Anorov / cloudflare-scrape

A Python module to bypass Cloudflare's anti-bot page.
MIT License
3.35k stars 458 forks source link

Getting 403 on all requests. CF might have pushed an update. #338

Open azerpas opened 4 years ago

azerpas commented 4 years ago

Before creating an issue, first upgrade cfscrape with pip install -U cfscrape and see if you're still experiencing the problem. Please also confirm your Node version (node --version or nodejs --version) is version 10 or higher.

Make sure the website you're having issues with is actually using anti-bot protection by Cloudflare and not a competitor like Imperva Incapsula or Sucuri. And if you're using an anonymizing proxy, a VPN, or Tor, Cloudflare often flags those IPs and may block you or present you with a captcha as a result.

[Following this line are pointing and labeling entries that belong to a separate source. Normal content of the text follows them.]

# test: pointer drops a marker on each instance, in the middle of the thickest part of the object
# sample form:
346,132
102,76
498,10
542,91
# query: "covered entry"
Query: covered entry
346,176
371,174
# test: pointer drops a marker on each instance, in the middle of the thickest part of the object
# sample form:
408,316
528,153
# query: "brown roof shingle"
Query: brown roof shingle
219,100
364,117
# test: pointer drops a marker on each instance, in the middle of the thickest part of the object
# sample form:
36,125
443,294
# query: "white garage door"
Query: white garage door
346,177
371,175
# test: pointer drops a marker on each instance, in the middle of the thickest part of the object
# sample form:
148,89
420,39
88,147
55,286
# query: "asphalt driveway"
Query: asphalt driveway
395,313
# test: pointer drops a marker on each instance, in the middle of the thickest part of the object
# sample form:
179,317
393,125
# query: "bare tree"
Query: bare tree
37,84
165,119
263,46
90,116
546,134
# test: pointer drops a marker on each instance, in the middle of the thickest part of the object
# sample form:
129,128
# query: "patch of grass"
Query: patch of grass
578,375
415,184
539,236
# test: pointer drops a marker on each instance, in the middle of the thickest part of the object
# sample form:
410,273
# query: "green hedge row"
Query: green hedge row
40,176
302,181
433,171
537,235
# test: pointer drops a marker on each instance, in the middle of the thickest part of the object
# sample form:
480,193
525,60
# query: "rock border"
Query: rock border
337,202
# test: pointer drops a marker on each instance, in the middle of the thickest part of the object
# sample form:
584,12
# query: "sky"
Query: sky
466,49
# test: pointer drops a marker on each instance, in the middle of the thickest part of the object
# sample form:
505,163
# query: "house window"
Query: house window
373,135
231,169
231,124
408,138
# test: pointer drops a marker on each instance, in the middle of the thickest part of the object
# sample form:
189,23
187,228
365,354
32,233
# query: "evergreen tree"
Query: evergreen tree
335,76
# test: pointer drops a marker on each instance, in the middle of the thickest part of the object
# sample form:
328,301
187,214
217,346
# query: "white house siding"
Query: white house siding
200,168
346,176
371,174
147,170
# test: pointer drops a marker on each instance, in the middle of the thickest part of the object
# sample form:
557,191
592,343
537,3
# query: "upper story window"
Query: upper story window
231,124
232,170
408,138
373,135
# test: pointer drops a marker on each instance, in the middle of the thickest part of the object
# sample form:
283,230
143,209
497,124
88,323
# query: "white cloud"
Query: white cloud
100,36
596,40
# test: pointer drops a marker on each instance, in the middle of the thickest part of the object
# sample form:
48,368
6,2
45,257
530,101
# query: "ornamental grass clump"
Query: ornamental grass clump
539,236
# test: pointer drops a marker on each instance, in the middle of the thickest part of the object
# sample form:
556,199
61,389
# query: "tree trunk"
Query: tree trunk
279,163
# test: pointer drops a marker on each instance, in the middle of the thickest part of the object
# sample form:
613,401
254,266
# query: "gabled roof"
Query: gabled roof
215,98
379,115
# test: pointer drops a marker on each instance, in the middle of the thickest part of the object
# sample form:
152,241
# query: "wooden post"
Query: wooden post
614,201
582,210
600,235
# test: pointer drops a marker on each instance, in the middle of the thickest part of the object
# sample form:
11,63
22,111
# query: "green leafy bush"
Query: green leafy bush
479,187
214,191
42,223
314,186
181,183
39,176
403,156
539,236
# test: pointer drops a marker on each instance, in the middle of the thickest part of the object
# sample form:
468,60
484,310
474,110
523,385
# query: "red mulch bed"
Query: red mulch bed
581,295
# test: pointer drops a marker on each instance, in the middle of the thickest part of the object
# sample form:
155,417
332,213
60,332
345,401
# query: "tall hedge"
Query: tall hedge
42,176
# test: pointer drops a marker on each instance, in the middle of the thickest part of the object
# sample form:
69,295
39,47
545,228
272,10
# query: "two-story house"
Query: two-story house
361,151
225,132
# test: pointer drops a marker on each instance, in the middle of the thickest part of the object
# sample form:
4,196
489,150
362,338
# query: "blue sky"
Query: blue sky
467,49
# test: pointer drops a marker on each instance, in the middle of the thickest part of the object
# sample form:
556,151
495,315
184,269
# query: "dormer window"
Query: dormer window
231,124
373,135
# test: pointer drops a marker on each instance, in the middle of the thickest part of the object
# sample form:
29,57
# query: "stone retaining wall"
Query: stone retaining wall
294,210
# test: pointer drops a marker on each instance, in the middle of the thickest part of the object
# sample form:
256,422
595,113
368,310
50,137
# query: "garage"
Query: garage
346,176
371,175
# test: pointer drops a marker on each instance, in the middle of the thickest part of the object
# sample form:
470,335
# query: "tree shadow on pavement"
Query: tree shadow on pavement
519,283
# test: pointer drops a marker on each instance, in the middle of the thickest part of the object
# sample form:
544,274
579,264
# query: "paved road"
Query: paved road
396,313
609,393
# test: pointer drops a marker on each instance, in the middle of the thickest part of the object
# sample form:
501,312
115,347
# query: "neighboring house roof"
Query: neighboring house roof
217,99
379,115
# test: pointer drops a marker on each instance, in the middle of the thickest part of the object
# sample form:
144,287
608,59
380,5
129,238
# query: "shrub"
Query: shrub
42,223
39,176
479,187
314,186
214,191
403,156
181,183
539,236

Please confirm the following statements and check the boxes before creating an issue:

Python version number

Run python --version and paste the output below:

Python 3.7.5

cfscrape version number

Run pip show cfscrape and paste the output below:

Name: cfscrape
Version: 2.1.1
Summary: A simple Python module to bypass Cloudflare's anti-bot page. See https://github.com/Anorov/cloudflare-scrape for more information.
Home-page: https://github.com/Anorov/cloudflare-scrape
Author: Anorov
Author-email: anorov.vorona@gmail.com
License: UNKNOWN
Location: /usr/local/lib/python3.7/site-packages
Requires: requests
Required-by: 

Code snippet involved with the issue

>>> import cfscrape
>>> scraper = cfscrape.CloudflareScraper()
>>> r = scraper.get("https://www.nakedcph.com/")
<Response [403]>

Complete exception and traceback

(If the problem doesn't involve an exception being raised, leave this blank)

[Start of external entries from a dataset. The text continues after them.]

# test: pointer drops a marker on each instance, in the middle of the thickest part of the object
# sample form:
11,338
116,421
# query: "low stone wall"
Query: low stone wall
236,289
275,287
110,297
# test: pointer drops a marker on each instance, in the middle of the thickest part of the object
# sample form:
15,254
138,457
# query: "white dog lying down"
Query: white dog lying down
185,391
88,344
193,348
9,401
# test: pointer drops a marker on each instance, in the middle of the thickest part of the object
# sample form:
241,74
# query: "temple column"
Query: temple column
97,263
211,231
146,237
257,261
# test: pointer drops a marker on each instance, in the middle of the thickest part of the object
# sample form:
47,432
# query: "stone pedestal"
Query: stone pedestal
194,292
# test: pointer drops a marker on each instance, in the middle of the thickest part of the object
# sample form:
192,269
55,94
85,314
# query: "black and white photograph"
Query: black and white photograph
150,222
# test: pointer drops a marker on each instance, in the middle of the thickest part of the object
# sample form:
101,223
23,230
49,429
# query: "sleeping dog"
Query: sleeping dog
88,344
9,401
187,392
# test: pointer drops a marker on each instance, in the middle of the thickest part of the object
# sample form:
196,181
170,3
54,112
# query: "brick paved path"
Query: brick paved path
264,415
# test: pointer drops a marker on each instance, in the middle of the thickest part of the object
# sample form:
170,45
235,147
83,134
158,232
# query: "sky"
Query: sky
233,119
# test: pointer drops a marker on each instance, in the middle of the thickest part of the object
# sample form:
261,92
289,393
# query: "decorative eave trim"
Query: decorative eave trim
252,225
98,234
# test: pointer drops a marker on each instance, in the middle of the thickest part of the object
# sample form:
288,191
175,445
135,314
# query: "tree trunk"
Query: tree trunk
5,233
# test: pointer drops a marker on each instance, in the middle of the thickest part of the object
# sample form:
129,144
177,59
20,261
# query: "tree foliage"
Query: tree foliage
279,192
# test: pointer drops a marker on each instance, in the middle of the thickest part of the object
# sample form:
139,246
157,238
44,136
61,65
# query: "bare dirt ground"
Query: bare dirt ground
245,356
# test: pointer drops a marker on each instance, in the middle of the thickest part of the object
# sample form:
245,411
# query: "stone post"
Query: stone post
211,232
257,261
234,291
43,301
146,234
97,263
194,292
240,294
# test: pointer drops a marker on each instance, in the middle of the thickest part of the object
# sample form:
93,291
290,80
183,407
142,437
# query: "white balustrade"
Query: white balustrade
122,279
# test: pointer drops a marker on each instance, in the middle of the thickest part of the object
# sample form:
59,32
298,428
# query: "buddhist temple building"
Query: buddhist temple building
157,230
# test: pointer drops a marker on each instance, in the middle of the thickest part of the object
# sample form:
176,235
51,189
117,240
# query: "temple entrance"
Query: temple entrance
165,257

URL of the Cloudflare-protected page

https://www.nakedcph.com

URL of Pastebin/Gist with HTML source of protected page

https://hastebin.com/iwedudaheh.xml

Getting error 403 on almost every cf sites.

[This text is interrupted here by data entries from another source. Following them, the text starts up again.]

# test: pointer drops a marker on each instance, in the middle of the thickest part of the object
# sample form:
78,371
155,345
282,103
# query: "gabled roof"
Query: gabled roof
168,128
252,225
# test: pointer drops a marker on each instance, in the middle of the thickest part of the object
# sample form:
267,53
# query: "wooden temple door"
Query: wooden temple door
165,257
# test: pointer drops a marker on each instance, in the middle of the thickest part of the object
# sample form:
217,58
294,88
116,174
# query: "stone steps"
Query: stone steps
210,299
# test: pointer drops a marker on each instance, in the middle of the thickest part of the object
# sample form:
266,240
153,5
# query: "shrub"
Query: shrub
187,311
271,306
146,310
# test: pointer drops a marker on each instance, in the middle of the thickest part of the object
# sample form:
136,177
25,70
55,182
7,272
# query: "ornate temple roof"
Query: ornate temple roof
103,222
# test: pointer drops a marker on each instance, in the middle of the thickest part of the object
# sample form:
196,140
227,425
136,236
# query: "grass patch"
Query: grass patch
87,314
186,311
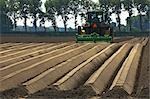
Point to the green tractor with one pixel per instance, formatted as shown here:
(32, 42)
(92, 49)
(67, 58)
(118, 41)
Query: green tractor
(96, 28)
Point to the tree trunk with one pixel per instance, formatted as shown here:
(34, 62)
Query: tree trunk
(141, 26)
(119, 22)
(34, 22)
(65, 26)
(75, 22)
(15, 22)
(130, 23)
(25, 23)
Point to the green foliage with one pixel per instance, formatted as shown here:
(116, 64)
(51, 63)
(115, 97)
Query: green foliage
(34, 9)
(5, 23)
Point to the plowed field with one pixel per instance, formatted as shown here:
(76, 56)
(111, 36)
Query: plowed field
(75, 70)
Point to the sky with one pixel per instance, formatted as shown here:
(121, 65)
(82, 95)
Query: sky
(123, 16)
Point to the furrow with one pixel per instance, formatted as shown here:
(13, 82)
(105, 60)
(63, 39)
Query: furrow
(52, 51)
(53, 74)
(9, 45)
(19, 48)
(81, 73)
(145, 41)
(32, 54)
(124, 81)
(33, 47)
(101, 79)
(16, 78)
(14, 47)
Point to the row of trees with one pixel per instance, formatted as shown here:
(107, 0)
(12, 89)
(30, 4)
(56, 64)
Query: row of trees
(32, 8)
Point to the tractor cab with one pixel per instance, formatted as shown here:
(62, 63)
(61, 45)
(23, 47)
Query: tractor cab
(95, 29)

bakugo commented 4 years ago

Pretty sure cfscrape cannot bypass forced captchas.

azerpas commented 4 years ago

Pretty sure cfscrape cannot bypass forced captchas.

It was... a few days ago.

bakugo commented 4 years ago

Probably because the website wasn't forcing captchas for every request 3 days ago.

Right now you will get a captcha even when using a normal browser.

azerpas commented 4 years ago

Probably because the website wasn't forcing captchas for every request 3 days ago.

Right now you will get a captcha even when using a normal browser.

The website was always forcing captcha. Even on browser.

Try with this another one with no forced captcha: https://caliroots.com/

Still 403

Sarfroz commented 4 years ago

mate have you tried with proxy, because i don't know how to use proxy with authetication :(

azerpas commented 4 years ago

mate have you tried with proxy, because i don't know how to use proxy with authetication :(

Same as requests session (https://stackoverflow.com/questions/13506455/how-to-pass-proxy-authentication-requires-digest-auth-by-using-python-requests)

Sarfroz commented 4 years ago

mate have you tried with proxy, because i don't know how to use proxy with authetication :(

Same as requests session (https://stackoverflow.com/questions/13506455/how-to-pass-proxy-authentication-requires-digest-auth-by-using-python-requests)

Not working !

proxies = { 'https' : 'https://jm:ma52@192.80.10.01:3883' } 
cookie_value, user_agent = cfscrape.get_cookie_string("https://www.asaad.com/",proxies=proxies)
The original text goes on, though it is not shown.